Deryl Dedmon, 19, received two concurrent life sentences for the racially motivated murder of 49-year-old James Craig Anderson, who died after being beaten and mowed down in a motel parking lot last year.

Dedmon's admission that he killed Anderson because of his race doubled the teen's penalty under the state's hate crime statute.

"I was young, I was dumb, I was ignorant," Dedmon said during his court hearing in Jackson. "I was full of hatred."

The sentencing came as the shooting death of a black teenager by a neighborhood watch captain in Florida has again put a national spotlight on the issue of minorities being targeted due to the color of their skin.

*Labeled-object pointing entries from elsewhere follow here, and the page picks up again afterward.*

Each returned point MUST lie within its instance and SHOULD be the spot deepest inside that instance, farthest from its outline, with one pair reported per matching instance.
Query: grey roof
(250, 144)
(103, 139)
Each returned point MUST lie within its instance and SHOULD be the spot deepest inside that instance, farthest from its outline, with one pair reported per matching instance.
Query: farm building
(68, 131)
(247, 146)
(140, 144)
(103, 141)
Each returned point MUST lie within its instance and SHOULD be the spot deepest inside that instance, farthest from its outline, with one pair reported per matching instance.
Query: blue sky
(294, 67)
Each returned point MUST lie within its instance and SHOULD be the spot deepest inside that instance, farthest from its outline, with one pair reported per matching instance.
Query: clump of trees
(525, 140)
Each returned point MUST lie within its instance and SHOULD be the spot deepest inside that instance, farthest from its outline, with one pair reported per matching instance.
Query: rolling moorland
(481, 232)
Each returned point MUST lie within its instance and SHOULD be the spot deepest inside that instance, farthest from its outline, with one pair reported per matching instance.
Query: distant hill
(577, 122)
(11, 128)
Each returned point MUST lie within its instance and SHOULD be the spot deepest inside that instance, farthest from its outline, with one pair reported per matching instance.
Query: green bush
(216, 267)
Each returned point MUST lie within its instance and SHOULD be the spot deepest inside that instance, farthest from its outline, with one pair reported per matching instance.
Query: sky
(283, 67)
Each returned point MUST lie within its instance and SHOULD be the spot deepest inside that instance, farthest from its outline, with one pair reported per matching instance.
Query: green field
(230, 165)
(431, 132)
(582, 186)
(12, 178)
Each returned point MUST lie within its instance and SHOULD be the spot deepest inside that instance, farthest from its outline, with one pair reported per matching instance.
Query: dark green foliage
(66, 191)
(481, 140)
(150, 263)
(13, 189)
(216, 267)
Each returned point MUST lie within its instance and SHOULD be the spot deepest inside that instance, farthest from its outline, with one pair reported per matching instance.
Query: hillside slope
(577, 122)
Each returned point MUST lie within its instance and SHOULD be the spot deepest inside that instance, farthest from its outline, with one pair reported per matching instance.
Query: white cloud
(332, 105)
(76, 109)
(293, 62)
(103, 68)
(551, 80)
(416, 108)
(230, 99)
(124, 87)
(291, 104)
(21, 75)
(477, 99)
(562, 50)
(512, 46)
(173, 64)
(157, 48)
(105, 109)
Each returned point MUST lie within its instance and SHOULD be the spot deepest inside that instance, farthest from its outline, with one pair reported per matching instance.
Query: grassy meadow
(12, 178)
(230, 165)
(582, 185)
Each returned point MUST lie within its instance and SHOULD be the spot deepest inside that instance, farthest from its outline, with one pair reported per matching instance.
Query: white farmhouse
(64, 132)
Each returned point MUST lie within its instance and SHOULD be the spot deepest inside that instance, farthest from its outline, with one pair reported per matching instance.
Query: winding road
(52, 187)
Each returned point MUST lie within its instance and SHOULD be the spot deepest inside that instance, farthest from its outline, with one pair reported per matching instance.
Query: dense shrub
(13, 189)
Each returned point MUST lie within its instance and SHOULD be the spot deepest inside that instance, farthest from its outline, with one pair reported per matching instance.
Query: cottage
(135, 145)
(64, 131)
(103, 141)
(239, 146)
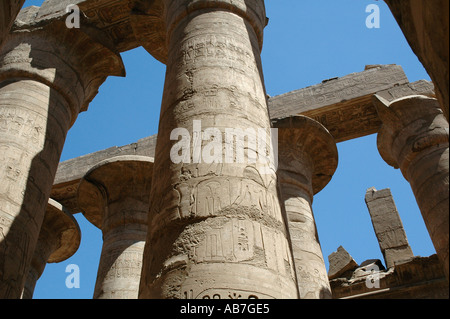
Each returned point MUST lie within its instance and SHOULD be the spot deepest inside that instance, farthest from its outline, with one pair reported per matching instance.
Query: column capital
(59, 239)
(74, 62)
(115, 180)
(153, 22)
(410, 125)
(304, 141)
(58, 220)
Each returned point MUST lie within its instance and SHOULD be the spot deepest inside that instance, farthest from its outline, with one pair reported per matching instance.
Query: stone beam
(344, 105)
(127, 24)
(425, 26)
(71, 171)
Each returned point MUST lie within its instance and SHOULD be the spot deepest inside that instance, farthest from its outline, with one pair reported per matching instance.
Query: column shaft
(114, 196)
(216, 229)
(47, 76)
(308, 157)
(414, 137)
(308, 258)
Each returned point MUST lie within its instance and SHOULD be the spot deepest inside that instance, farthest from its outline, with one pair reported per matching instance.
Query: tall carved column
(48, 74)
(8, 12)
(216, 229)
(414, 137)
(307, 160)
(114, 196)
(59, 239)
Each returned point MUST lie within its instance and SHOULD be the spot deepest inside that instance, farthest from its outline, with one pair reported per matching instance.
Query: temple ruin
(177, 227)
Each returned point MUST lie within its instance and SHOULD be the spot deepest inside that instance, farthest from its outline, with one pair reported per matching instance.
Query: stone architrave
(48, 75)
(59, 239)
(8, 12)
(114, 196)
(216, 229)
(425, 25)
(414, 137)
(388, 227)
(307, 160)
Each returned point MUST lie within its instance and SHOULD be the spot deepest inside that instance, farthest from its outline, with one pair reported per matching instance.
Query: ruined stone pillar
(307, 160)
(215, 227)
(414, 137)
(114, 196)
(59, 239)
(8, 12)
(388, 227)
(48, 74)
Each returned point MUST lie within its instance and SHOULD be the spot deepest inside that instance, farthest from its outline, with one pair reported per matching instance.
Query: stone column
(59, 239)
(48, 74)
(414, 137)
(114, 196)
(307, 160)
(425, 26)
(8, 12)
(216, 229)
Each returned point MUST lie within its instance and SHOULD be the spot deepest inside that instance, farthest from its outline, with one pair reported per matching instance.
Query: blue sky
(306, 41)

Anderson, a Nissan auto worker, was returning to his car before dawn on June 26 when he was confronted by a group of white teenagers in a motel parking lot.

The teens had been drinking at a birthday party and drove to Jackson specifically to harass African-Americans, said Hinds County Assistant District Attorney Scott Rogillio.

Anderson was physically attacked by the group before Dedmon deliberately ran over him with a Ford F-250 truck, Rogillio said. Anderson died at the scene.

Dedmon yelled "white power" during the attack, Rogillio said.

"Your prejudice has brought a great stain on the state of Mississippi," Circuit Court Judge Jeff Weill Sr. told Dedmon.

Mississippi has a long legacy of racial discrimination and was a focal point of Civil Rights activity during the 1960s and since. The racist Ku Klux Klan was prominent in the state for decades and remnants of the group remain.